- Poster
- Directed by: Sripriya
- Screenplay by: Sripriya
- Story by: Mrs. Meenakshi
- Produced by: Girija
- Starring: Rahman Sripriya
- Cinematography: K. B. Dhayalan Prashanth Babu (Director of Cinematography)
- Edited by: M. Vellaisami
- Music by: Shankar–Ganesh
- Production company: Sree Chamundieswari
- Distributed by: Sree Janani Enterprises
- Release date: 27 February 1992;
- Running time: 135 minutes
- Country: India
- Language: Tamil

= Naane Varuven (1992 film) =

Naane Varuven is a 1992 Indian Tamil language film, directed by Sripriya and produced by Girija. The film stars Rahman and Sripriya, with Rajani, Vagai Chandrasekhar, Vadivukkarasi, Gautami and Radhika in supporting roles. It is a spiritual sequel to the 1979 film Neeya?. The film was released on 27 February 1992.

== Plot ==
Story of Naga Rani is an Ichchadhari Snake.
Naga Rani realises that she was wrong and that her revenge destroyed many lives just like her own life was destroyed. Her husband, who had been killed in Neeya, now taken rebirth in form of Raja.

Right from childhood, he had been out of town and he came to native and plans to marry his sweetheart Priya.
Dr.Radhika and Priya having known the attempts made by the Nagarani, tries to save Raja.

Nagarani need to consummate with Raja so as to regain her husband, which was prevented by Priya with the aid of Dr.Radhika.
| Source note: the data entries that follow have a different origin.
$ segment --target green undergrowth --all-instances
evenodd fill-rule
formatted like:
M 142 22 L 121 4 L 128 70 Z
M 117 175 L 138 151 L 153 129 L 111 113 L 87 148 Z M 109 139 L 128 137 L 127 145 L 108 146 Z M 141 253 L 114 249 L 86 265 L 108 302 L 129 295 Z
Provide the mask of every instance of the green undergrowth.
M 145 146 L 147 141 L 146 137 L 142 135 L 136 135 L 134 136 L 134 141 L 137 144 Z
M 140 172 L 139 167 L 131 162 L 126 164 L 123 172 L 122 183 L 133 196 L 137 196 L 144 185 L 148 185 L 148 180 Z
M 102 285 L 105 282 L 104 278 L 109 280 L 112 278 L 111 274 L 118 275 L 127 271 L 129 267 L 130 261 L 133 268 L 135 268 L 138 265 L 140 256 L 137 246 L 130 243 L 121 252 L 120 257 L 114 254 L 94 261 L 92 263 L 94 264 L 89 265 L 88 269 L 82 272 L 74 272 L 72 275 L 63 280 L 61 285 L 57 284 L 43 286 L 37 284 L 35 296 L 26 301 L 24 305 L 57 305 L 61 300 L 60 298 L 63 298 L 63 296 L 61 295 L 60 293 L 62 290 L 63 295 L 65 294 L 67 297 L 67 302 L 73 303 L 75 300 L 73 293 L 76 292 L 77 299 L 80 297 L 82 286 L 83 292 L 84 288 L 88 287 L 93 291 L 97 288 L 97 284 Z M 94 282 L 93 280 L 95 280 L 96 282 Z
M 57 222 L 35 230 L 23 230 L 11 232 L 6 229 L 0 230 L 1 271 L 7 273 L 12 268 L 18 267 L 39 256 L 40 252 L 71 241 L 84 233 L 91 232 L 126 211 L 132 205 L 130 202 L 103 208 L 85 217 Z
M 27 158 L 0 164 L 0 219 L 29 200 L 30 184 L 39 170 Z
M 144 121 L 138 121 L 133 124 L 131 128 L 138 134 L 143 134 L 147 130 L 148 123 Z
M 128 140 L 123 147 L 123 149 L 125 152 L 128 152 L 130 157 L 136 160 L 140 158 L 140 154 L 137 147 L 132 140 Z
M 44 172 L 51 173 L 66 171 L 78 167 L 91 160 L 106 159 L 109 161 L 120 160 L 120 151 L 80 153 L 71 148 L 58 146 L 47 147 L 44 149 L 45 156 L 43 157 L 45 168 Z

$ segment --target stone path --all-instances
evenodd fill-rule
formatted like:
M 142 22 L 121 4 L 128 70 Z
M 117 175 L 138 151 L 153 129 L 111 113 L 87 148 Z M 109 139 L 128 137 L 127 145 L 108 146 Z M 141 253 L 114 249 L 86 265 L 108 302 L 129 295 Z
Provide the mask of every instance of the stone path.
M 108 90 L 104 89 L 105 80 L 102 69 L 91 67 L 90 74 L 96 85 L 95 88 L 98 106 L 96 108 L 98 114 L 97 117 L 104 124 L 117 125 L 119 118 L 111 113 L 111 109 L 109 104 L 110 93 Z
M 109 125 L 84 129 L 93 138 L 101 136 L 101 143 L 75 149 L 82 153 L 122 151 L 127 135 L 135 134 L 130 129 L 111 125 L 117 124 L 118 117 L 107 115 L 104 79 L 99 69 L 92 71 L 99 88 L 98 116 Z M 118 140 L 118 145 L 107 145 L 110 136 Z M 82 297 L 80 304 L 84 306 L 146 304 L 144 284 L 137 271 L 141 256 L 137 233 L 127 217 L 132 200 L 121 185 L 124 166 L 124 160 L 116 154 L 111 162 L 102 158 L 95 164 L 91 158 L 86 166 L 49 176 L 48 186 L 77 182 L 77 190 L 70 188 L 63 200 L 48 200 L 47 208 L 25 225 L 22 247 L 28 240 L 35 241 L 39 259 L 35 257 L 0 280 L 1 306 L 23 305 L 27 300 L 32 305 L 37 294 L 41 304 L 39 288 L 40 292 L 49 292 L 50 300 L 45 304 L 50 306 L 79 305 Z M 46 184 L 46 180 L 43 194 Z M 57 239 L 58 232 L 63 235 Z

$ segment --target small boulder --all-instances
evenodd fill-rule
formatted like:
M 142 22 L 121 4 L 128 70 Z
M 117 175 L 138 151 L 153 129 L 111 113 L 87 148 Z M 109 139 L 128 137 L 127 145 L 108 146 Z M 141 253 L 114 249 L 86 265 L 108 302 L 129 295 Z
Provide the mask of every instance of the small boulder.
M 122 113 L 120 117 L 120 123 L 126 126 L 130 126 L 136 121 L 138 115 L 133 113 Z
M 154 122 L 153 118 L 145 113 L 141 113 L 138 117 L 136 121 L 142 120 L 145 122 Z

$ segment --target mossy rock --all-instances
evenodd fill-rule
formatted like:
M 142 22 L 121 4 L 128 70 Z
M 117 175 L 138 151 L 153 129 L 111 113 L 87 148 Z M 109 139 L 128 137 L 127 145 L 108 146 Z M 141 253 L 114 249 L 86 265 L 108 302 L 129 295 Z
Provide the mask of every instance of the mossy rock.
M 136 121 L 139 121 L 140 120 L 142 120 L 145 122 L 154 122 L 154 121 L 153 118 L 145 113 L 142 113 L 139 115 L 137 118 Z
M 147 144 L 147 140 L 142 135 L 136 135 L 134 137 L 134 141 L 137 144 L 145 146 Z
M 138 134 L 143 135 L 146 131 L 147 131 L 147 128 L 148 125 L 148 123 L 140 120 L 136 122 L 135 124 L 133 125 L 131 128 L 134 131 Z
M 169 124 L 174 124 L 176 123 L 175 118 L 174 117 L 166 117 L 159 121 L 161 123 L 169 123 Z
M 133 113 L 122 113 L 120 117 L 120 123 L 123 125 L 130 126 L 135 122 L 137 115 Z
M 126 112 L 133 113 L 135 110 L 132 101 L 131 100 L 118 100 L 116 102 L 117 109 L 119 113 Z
However, Nagarani mocks them by taking appearance of Priya consummates, before Priya and Doctor arrives.

== Soundtrack ==
Music was composed by Shankar–Ganesh.

| Songs | Singers | Lyrics | Length |
| "Orey Jeevan Ondre" | S. P. Balasubrahmanyam K. S. Chithra | Panchu Arunachalam | 05:05 |
| "Pachamala Pennu Naan" | K. S. Chithra | Vaali | 04:51 |
| "Pogathey Ennai Thandi" | K. S. Chithra | 04:41 |
| "Orey Jeevan Ondre" – Female | K. S. Chithra | Panju Arunachalam | 04:59 |
| "Ketenamma" | S. P. Balasubrahmanyam, K. S. Chithra | Vaali | 04:06 |
| "Arambam Aagattum" | S. P. Balasubrahmanyam, K. S. Chithra | 05:03 |

== Reception ==
N. Krishnaswamy of The Indian Express wrote, "Though the plot moves like that of a mythological film for some time, it leaves that track and builds on excellent technical values (camera: Prasad Babu), background score (Shanker Ganesh) and screenplay (Sripriya) to enhance the dramatic highs of the script."